No me había dado cuenta al subir. Si no me agarraba al pasamanos, podía caerme, por los escalones tan estrechos. Curioso vértigo por el que me vi a mí mismo caerme, tomando conciencia de mí mismo. No era yo el que me disolvía en el abismo, sino que éste me recordaba que andaba, que no era un espíritu volador. Al salir, me despedí del señor. Afuera no llovía ya. No sé cómo, atravesando un solar y una zona de obras, llegué a otra parada de autobuses por la que —creo—no había venido. Las vueltas no son nunca como las idas. Estaba algo atribulado y pensativo, desde luego satisfecho con mi visita, emocionado todavía, ansioso con el futuro, en construcción, incierto.
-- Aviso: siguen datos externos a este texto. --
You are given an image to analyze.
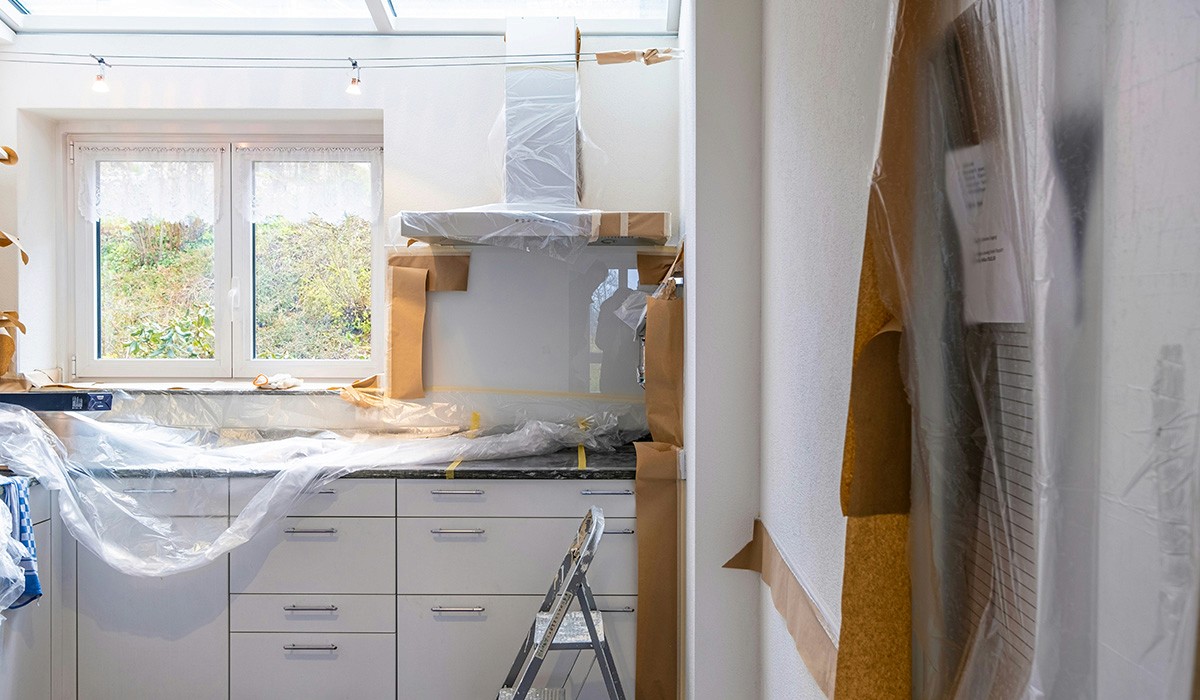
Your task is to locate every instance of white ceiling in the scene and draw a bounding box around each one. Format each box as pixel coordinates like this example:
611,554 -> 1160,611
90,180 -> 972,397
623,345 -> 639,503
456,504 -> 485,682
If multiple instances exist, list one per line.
0,0 -> 680,41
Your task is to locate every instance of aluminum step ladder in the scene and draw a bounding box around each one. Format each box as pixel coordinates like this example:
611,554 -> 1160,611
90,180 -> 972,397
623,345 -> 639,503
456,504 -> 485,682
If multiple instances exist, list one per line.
497,507 -> 625,700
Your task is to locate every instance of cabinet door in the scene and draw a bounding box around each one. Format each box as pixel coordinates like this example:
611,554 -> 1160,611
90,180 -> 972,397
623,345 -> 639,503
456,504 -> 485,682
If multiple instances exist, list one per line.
77,517 -> 229,700
396,596 -> 578,700
568,596 -> 637,700
0,522 -> 54,700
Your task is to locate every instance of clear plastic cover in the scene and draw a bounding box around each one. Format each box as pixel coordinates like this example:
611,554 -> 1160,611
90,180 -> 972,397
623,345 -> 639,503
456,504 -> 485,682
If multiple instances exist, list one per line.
869,0 -> 1200,699
0,405 -> 630,576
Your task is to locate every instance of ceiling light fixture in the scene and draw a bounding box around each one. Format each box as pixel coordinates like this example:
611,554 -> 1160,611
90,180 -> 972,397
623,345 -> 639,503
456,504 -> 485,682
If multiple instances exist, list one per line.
346,59 -> 362,95
91,54 -> 108,92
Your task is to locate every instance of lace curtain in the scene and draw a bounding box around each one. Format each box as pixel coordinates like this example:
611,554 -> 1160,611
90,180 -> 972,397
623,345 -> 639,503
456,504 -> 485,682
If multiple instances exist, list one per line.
234,146 -> 383,223
76,146 -> 226,222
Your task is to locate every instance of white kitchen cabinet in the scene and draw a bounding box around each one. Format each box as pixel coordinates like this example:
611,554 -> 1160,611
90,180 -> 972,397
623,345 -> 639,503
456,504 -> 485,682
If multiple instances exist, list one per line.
0,523 -> 54,700
77,517 -> 229,700
229,517 -> 396,594
229,633 -> 393,700
396,517 -> 637,596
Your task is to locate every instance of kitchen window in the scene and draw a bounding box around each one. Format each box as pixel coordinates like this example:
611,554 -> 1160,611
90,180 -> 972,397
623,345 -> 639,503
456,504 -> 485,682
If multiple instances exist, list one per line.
71,139 -> 383,378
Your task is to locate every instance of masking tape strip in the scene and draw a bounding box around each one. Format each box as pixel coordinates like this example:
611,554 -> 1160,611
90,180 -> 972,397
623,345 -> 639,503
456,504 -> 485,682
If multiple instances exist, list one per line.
388,268 -> 430,399
725,520 -> 838,698
428,387 -> 646,403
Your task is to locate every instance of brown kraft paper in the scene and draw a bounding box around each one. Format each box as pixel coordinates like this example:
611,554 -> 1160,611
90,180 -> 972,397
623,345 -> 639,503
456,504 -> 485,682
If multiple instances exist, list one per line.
637,249 -> 683,285
388,249 -> 470,292
388,268 -> 430,400
634,442 -> 679,700
724,520 -> 838,698
646,293 -> 683,447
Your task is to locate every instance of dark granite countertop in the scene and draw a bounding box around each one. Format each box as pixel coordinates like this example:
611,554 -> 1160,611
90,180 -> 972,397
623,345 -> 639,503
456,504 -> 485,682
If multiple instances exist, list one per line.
0,444 -> 637,479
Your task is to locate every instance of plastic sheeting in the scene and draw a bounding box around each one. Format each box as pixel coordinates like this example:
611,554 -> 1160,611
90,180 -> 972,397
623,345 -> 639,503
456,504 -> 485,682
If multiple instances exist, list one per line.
869,0 -> 1200,699
0,405 -> 625,576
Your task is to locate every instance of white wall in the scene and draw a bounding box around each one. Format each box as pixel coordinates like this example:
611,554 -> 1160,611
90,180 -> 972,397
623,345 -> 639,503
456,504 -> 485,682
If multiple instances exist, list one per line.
761,0 -> 892,698
0,35 -> 679,403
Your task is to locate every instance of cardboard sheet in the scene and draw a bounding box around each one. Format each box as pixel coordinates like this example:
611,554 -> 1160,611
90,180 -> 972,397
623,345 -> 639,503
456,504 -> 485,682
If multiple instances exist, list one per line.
388,268 -> 430,400
388,249 -> 470,292
724,520 -> 853,698
634,442 -> 680,700
598,211 -> 671,245
646,291 -> 684,447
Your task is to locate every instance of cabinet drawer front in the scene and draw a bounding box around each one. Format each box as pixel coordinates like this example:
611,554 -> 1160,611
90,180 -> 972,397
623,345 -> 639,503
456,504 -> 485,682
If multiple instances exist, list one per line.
29,484 -> 50,525
396,517 -> 637,596
229,633 -> 396,700
229,478 -> 396,517
396,479 -> 636,519
102,477 -> 229,516
396,596 -> 573,700
229,517 -> 396,593
229,594 -> 396,633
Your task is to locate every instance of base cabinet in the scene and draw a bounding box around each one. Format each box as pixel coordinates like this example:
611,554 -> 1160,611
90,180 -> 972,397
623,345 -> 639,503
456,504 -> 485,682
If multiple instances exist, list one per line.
0,521 -> 54,700
229,633 -> 398,700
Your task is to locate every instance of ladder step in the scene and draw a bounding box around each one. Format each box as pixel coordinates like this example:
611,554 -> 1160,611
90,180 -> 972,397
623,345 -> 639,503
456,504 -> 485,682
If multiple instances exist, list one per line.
533,611 -> 604,650
500,688 -> 566,700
De Spinoza se dice que alumbró la versión más radical y democrática de la Ilustración, así como las corrientes panteístas y naturalistas del romanticismo alemán. No tengo ninguna duda de que detrás de Husserl, el fundador de la fenomenología, está Spinoza. Hay algo de donación del mundo, de presencia plena, en una especie de paréntesis del yo. Hegel dijo: “¿Quiere llegar a ser filósofo? Comience por ser spinozista: no puede ser nada sin eso”. Spinoza lo veo en Whitehead, por supuesto también —tan importante— en Deleuze. Lo veo, en fin, en uno de los grandes inspiradores del ecologismo contemporáneo, en Arne Naess, quien dijo: “La realización de sí debe ser considerada como una norma fundamental. El sí mismo del que se trata no es el Ego, sino el Sí ensanchado que se revela cuando nos identificamos con todas las criaturas vivas y, en última instancia, con todo el universo, o con la Naturaleza en un sentido cercano al del Deus sive Natura de Spinoza”.
El siglo XXI solo podrá ser spinozista puesto que solo podremos ser unos “sí-mismos” expansivos si nos volvemos solidarios con los animales, con las plantas, con los seres humanos que nos rodean a lo largo y ancho de nuestro planeta, si vivimos fuera, no dentro, si escuchamos la voz y las quejas de Gaia.
El “lou ravi” es una figurita indispensable en todo belén provenzal. Es el campesino inocente, descreído, que pasa por ahí, como quien no quiere la cosa, y se da cuenta de que unos pastores están adorando al niño Jesús. Levanta los brazos de asombro y se queda quieto. Ni anda, ni se pone de hinojos. ¿Cuál es el lugar del pensamiento spinozista? Es el de aquel, que, allá donde esté, se abre al mundo y se siente una pequeña hendidura. Contrariamente a sus compañeros, metidos en sus ocupaciones diarias, en las compras que haré mañana, en lo que tendré que hacer en el trabajo, en el programa de televisión que podré ver esta noche, en las cosas que se dicen por las redes sociales, el lou ravi se ha quedado absorto, ha neutralizado su trasiego cotidiano y ha abierto los ojos para creer en el mundo, para escuchar lo real. Está encantado (“ravi”) de dejar de ser yo porque la dicha no tiene parangón alguno con cualquier tipo de preocupación egoísta.
La filosofía spinozista es tal vez, la única en el mundo, que no tiene, en sentido estricto, nacionalidad. El cartesianismo siempre tendrá algo de francés, pese a todo, el hegelianismo y no digamos el heidegerianismo siempre tendrá algo de alemán. Baruch Spinoza, Bento o Benedicto Espinosa, fue, de alguna manera, español, portugués, holandés, judío; sobre todo hombre, pura y sencillamente hombre, tal vez porque ser spinozista es sencillamente ser un habitante responsable y copartícipe de la Tierra. Hoy y mañana, que será otro año.